Hundreds of children passed through Mildred Foster's classroom during her long career. In fact, she has been quoted as saying that, for someone who never had children of her own, "...I sure had a lot of them." Undoubtedly, her steadfast devotion to duty has placed her among the ranks of unsung heroes who are the backbone and fiber of the American way of life. In Mildred's case, the quality of steadfastness was detected while she was a student at State Teachers College, and the point was made rather nicely in the 1930 yearbook, the Neka Camon" "She's gay, she's true, she's sad and bad, like me and you; / but good or bad, gay or sad, she's just Mildred."
This collection consists of a variety of items relative to Mildred Seymour Foster, from her kindergarten report card in 1915, to her obituary in 1993. The primary focus, however, is on her careers at Biloxi High School and State Teachers College (1928 - 1930). Much of the collection sustained water damage during Hurricane Camille in August 1969, when Mrs. Foster's home was inundated by four feet of water.
The collection begins with biographical data, such as, Mildred's report cards for kindergarten through grade four, and grades seven through twelve; cards showing membership in the Mississippi Education Association; her obituary; and two marriage licenses issued to Mildred Seymour and Charles M. Clark, one of which was never used.
Following the biographical data is a series of photographs that depict Mildred Foster from her high school graduation in 1928, to her sister, Dorothy Williams' golden wedding anniversary in 1980. The series also contains a significant number of photographs taken on the State Teachers College campus between 1928 and 1930. Other photographs of interest are a series taken in the Biloxi area in 1947, after a hurricane (this was before hurricanes were assigned names). Among these are a photograph of Mildred and Charlie Foster's home on Cuevas Street, as well as, shots of the Buena Vista Hotel, where Mississippi Highway Patrolmen were holding a convention -- their patrol cars were demolished by the storm.
Next, is a series of materials pertaining to Biloxi High School, which begins with a copy of the Biloxi High School newspaper, "The War Whoop." The centerpiece of the Biloxi High series is a scrapbook kept by Mildred during her senior year. The scrapbook was damaged during Hurricane Camille, and has been photocopied onto acid-free paper as a preservation measure. One interesting entry in the scrapbook is a list of "Ten Modern Commandments" (example: Thou shalt not park and pet); another is a cigarette stub with the caption, "one of Frank Bullard's Lucky Strikes." It also contains lists of class members, class officers, faculty members, and graduation gifts. Loose items that were undamaged have been maintained in their original forms. These include name cards, greeting cards, napkins, and gift tags.

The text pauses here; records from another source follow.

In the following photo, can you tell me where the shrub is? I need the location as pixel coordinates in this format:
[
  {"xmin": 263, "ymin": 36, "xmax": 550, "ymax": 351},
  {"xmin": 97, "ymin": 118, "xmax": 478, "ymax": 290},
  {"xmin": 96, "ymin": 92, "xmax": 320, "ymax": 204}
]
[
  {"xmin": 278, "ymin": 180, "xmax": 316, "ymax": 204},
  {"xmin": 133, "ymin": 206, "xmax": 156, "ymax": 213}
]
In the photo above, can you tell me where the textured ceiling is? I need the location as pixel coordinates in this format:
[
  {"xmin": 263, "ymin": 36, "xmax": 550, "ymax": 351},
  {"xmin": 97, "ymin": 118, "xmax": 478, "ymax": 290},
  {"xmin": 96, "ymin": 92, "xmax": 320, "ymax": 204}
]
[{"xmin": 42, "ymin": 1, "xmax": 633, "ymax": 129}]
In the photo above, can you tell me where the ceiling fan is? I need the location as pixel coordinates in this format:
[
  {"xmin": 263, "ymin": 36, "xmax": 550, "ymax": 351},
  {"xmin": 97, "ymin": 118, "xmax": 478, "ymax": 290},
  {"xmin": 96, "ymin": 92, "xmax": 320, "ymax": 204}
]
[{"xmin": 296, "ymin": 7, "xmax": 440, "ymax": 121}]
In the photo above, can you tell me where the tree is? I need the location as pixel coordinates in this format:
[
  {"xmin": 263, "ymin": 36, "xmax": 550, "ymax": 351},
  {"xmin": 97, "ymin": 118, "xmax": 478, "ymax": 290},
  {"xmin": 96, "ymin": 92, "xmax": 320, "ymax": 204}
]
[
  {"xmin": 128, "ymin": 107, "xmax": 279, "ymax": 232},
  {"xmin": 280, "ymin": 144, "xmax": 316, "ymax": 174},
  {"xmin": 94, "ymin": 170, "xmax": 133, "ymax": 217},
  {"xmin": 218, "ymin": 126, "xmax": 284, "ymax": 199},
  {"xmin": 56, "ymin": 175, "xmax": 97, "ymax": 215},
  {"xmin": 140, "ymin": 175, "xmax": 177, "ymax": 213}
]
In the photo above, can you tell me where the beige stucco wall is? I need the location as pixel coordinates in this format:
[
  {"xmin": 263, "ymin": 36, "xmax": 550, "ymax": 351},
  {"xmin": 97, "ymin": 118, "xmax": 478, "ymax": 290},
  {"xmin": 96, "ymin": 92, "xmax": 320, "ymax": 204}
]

An autograph book from Mildred's senior year in high school is next, and a typical entry is: "When sitting under the chestnut tree, look at the nuts and think of me."
A series of items pertaining to State Teachers College follow the autograph book. Items of interest are copies of the S.T.C. Alma Mater," Steps in S.T.C. Classification", and " Campus Regulations."
The remainder of the collection consists of miscellaneous items of memorabilia, such as, stationery and a theatrical program from Improve School; a commencement program for St. Martin School; and a script entitled "Aunt Peggy's Wood-Pile."
This collection would be of interest to a researcher for a variety of reasons:
The 1947 hurricane photographs are of good quality, and feature some of the same scenes depicted in Charles Sullivan's Hurricanes of the Gulf Coast.